L’aggressività distruttiva insorge invece quando il soggetto ha un’immagine labile di sé e percepisce ciò che proviene dall’esterno come una minaccia o un pericolo alla propria identità.
L’aggressività aumenta in maniera inversamente proporzionale alla quantità di spazi disponibile. Oggi gli ambienti a completa disposizione dei bambini scarseggiano, in special modo quelli liberti dalle ingerenze degli adulti, che sorvegliano l’operato dei bambini impedendogli di sperimentare e di imparare in maniera autonoma. Le proibizioni, seppure mascherate da consigli e premure, così come gli avvertimenti eccessivamente protettivi, pregiudicano la possibilità di fare esperienza, indispensabile per il soggetto in crescita.
Se la funzione adattiva ed espansiva vengono costrette, limitando le opportunità di esperienza, non è possibile strutturare una autoimmagine sufficiente, né una sufficiente identificazione dell’altro, originando una aggressività distruttiva nella quale comportamenti minacciosi e violenti sostituiscono quelli positivamente espansivi.
Un’espressione possibile dell’aggressività consiste nel bullismo, fenomeno ritenuto normale in soggetti al massimo di 7 anni, che comporta l’incapacità di riconoscere i segnali emotivi degli altri. I messaggi di rabbia o dolore dell’altro restano incompresi: ogni azione nei suoi confronti sarà quindi giudicata possibile, dal momento che non si riesce a immaginare la possibilità di causare dolore, non è chiara la definizione dei limiti e non si provano sentimenti di pietà. I bambini, soprattutto maschi, spesso modulano e gestiscono l’aggressività con gare e simulazioni di lotta, in una dinamica rituale prevalentemente motoria. Le femmine traggono invece maggiore piacere nel mediare l’aggressività tramite la dinamica del potere, soprattutto perché ancora oggi il retaggio culturale ne inibisce le dinamiche motorie.

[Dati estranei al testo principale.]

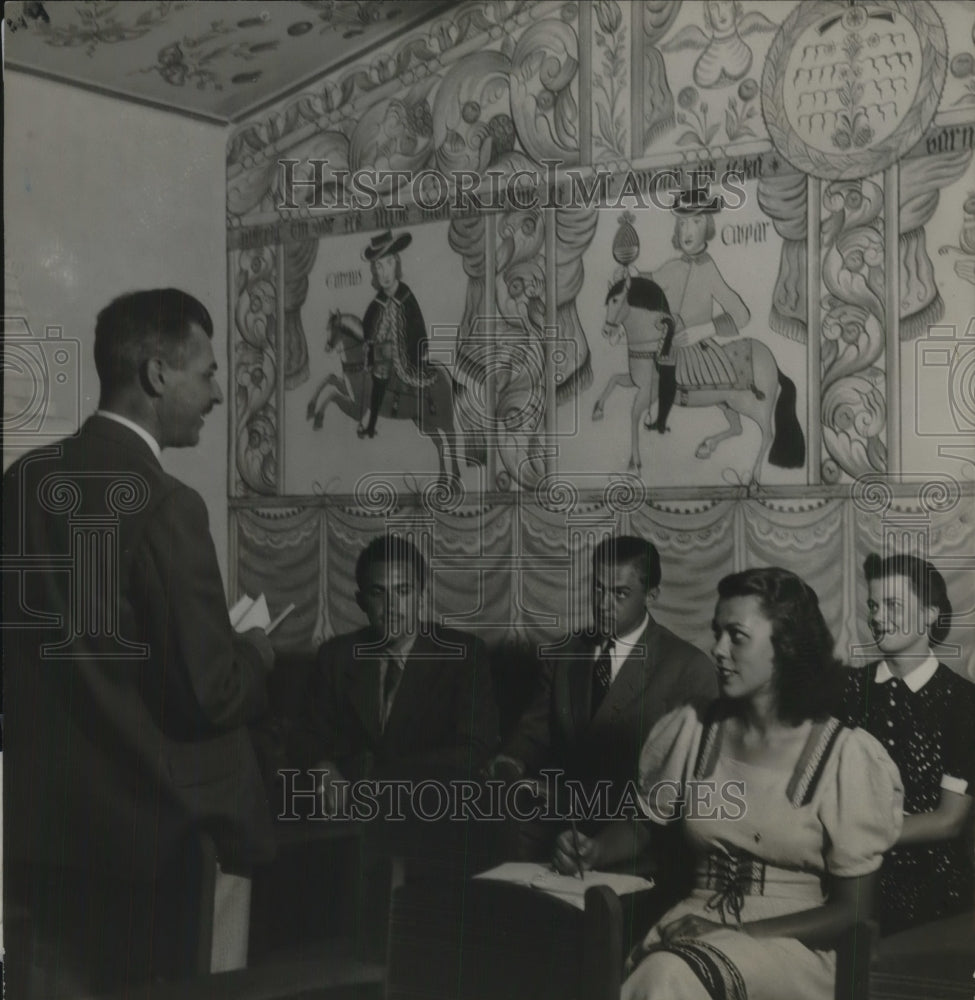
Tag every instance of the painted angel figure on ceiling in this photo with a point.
(726, 57)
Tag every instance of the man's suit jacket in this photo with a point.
(118, 751)
(558, 729)
(443, 723)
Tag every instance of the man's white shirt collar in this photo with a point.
(622, 647)
(132, 426)
(916, 679)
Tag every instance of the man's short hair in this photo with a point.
(709, 231)
(618, 550)
(141, 325)
(390, 549)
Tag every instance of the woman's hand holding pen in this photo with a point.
(574, 850)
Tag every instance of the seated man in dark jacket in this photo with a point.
(599, 698)
(399, 703)
(401, 698)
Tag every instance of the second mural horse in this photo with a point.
(766, 395)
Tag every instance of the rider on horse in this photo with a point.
(692, 284)
(393, 326)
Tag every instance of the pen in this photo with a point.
(575, 846)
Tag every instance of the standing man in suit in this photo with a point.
(599, 699)
(127, 694)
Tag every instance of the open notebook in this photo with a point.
(569, 888)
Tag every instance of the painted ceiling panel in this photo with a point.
(218, 60)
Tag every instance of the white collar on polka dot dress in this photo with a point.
(916, 679)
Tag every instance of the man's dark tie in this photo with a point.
(391, 679)
(601, 676)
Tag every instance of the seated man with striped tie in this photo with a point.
(397, 705)
(598, 700)
(401, 698)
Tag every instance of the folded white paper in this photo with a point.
(569, 888)
(250, 612)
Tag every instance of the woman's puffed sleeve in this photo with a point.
(862, 809)
(666, 761)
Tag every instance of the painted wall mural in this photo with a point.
(704, 252)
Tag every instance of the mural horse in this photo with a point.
(430, 408)
(762, 391)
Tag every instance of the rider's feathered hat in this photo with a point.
(697, 201)
(384, 244)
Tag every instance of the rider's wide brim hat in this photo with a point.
(697, 201)
(385, 244)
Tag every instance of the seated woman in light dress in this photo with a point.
(787, 811)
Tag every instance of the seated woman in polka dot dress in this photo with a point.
(923, 714)
(786, 811)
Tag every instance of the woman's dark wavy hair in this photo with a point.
(927, 583)
(807, 675)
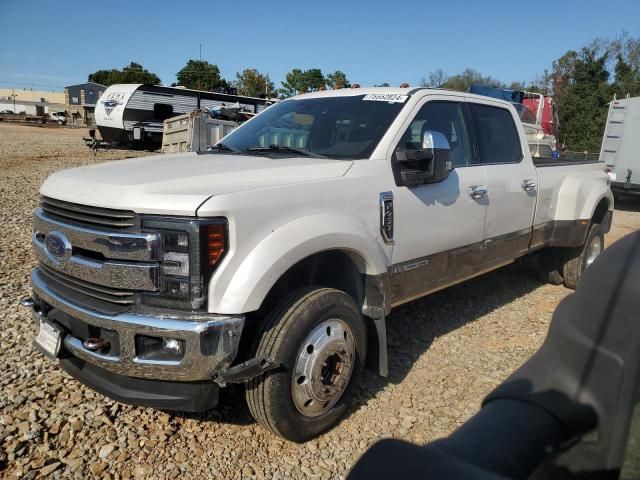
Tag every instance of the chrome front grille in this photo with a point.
(106, 263)
(85, 215)
(107, 294)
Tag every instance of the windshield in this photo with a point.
(332, 127)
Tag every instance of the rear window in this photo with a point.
(498, 138)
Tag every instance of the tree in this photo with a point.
(434, 79)
(201, 75)
(627, 80)
(337, 79)
(254, 84)
(298, 81)
(132, 73)
(582, 95)
(464, 80)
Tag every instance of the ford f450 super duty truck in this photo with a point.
(274, 259)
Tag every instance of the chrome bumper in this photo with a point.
(211, 341)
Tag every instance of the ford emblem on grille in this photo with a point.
(57, 246)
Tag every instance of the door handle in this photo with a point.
(477, 192)
(529, 185)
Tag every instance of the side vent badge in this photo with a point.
(386, 216)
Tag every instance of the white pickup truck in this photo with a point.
(275, 259)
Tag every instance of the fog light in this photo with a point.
(159, 348)
(173, 346)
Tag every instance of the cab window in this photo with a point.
(444, 117)
(497, 135)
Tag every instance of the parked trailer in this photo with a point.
(621, 145)
(132, 115)
(193, 132)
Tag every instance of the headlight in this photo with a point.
(190, 251)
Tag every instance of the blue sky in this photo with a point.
(51, 44)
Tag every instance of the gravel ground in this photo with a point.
(447, 352)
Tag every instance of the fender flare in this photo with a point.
(251, 280)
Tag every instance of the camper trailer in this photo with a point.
(621, 145)
(132, 115)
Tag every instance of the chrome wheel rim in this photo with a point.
(595, 249)
(323, 367)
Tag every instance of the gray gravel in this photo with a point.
(447, 352)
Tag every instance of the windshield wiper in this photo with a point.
(285, 149)
(222, 146)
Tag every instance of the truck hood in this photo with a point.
(178, 184)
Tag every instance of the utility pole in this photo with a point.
(14, 95)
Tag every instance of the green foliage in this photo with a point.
(338, 79)
(582, 97)
(200, 75)
(627, 80)
(254, 84)
(132, 73)
(582, 84)
(298, 81)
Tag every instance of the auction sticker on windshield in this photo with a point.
(49, 339)
(386, 97)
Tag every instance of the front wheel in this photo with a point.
(318, 335)
(577, 260)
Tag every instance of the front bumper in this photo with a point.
(211, 341)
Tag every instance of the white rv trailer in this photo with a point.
(621, 145)
(133, 114)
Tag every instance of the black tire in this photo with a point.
(269, 397)
(576, 260)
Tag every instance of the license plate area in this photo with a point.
(49, 339)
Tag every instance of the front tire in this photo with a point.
(318, 335)
(577, 260)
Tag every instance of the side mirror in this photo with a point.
(429, 164)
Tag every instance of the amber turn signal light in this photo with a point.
(215, 243)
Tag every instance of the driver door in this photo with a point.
(439, 227)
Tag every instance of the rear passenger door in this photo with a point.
(511, 182)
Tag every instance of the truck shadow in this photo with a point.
(411, 329)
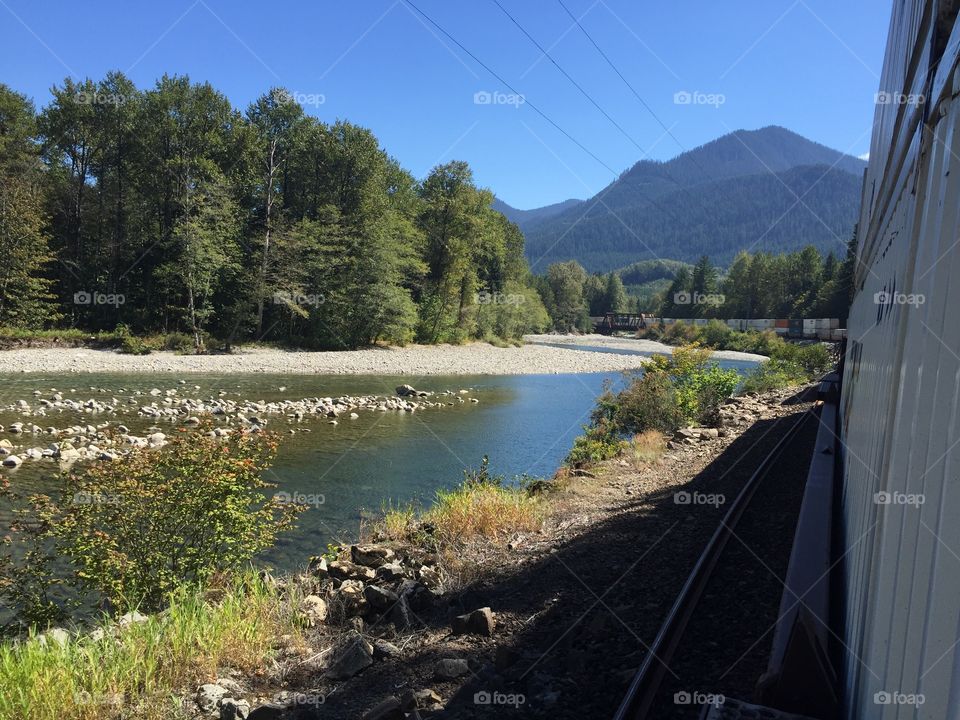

Per entrambi il dominio sull’altra persona genera gratificazione, provocata però da paura e diffidenza piuttosto che da rispetto e fiducia. Il bullo vive così situazioni apparentemente edificanti, che inevitabilmente nel tempo lo portano a circondarsi da persone che non agiscono per amicizia o affetto ma per un mero rendiconto personale, creando le basi per una solitudine interiore sempre più difficile da dissolvere.